Placing physical gold in a place like a post office box?  Not a chance.

----------


## roho76

Neither are safe but I would bet they come for the 401k's before they go to each individual bank and open safe deposit boxes. That's not saying they won't do that too, just that they will take the easy way first and then follow up with your gold. Remember, government is lazy.

----------


## Madison320

> Neither are safe but I would bet they come for the 401k's before they go to each individual bank and open safe deposit boxes. That's not saying they won't do that too, just that they will take the easy way first and then follow up with your gold. Remember, government is lazy.


I agree, except that since so many more people own 401Ks, politicians might fear getting kicked out of office. People that own gold are a much, much smaller minority. But the idea of physically going into safety deposit boxes sounds more drastic than electronically trimming some money out of everyone's 401K. It would be hard to put a positive spin on government agents busting into banks like that.

----------


## LibForestPaul

> I agree, except that since so many more people own 401Ks, politicians might fear getting kicked out of office.


Really. After a goldman sachs parachute. And the same players put forth. No, they do not fear their subjects. The .%3, that's the only group they fear.

----------


## oyarde

Both , depending on who you are .My safe deposit box is empty , my families safety deposit box has nothing in it but deeds, those matter not, if it gets that bad , nobody is taking any land from them.On the bright side (one of the few ) , if it does get that bad , no more property tax , the Sheriff is sure as hell not going to come around and put anything up for auction.All of that just props up the school system and it will all be looted rapidly after being closed and children may actually start to learn something important , lol

----------


## presence



----------


## tangent4ronpaul

Both at the same time.

-t

----------


## jbauer

They're not going to take your 401k under our current elected process. They might shock the markets or raise taxes but there's no point in taking paper money that would need to be sold on an open market. Doing so would immediately crash said market and provide no value to the takers. Also both republicans and democrats have 401ks. 

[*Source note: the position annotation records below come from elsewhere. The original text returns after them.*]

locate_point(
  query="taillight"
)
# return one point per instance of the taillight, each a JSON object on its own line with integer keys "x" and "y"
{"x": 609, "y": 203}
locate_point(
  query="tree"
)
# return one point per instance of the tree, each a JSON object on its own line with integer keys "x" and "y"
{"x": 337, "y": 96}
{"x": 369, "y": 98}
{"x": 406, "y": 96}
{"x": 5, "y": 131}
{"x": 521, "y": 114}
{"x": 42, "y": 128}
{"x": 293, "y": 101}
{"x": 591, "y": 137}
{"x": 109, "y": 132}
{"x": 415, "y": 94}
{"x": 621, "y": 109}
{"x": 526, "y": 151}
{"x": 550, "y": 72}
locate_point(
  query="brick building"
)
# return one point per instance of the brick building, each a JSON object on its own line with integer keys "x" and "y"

On the flip side they've already taken the gold less then a 100 yrs ago. What makes you think they won't again?  

Either way confiscating money will enrage the public. You'd see massive protesting and a bunch of heads on polls.

----------


## CaptUSA

Pretty sure the first thing to be robbed are the private pensions.  They've already robbed the public ones.

----------


## osan

> Just wondering what you guys think. I think it would be harder to seize gold from your safety deposit box compared to money in your 401K, but the 401K has safety in numbers. So I'm not really sure.



When the time comes, both are gone, but the 401 goes first because it takes little to no effort to transfer computer bits.  Getting the gold is labor- and time-intensive.  Once the word gets out, people will flock to their banks to empty their boxes.  If the bank personnel attempt to stop people, I suspect many will end up shot or beaten to pulps, the keys taken, and boxes emptied one way or another.  If cops arrive, expect things to get "interesting".  Cops are no guarantee of order.  Poca Valley Bank was s=robbed at gunpoint about 3 months ago in Elkview WV.  Two weeks later, Chase bank across the street was robbed.  From the back of Chase, I could fart on the Kanawha County Sheriff's office.  And no, nobody has been caught in either case, to my knowledge.  So much doe "security".  Dumb Americans.

----------


## Spikender

If you have gold in a safety deposit box, just send it to me and I'll hold it for ya.

----------


## jbauer

Computer bits are only worth something if you can convert them into something of value.  Taking said bits and selling them on a market that would have no value is pointless.  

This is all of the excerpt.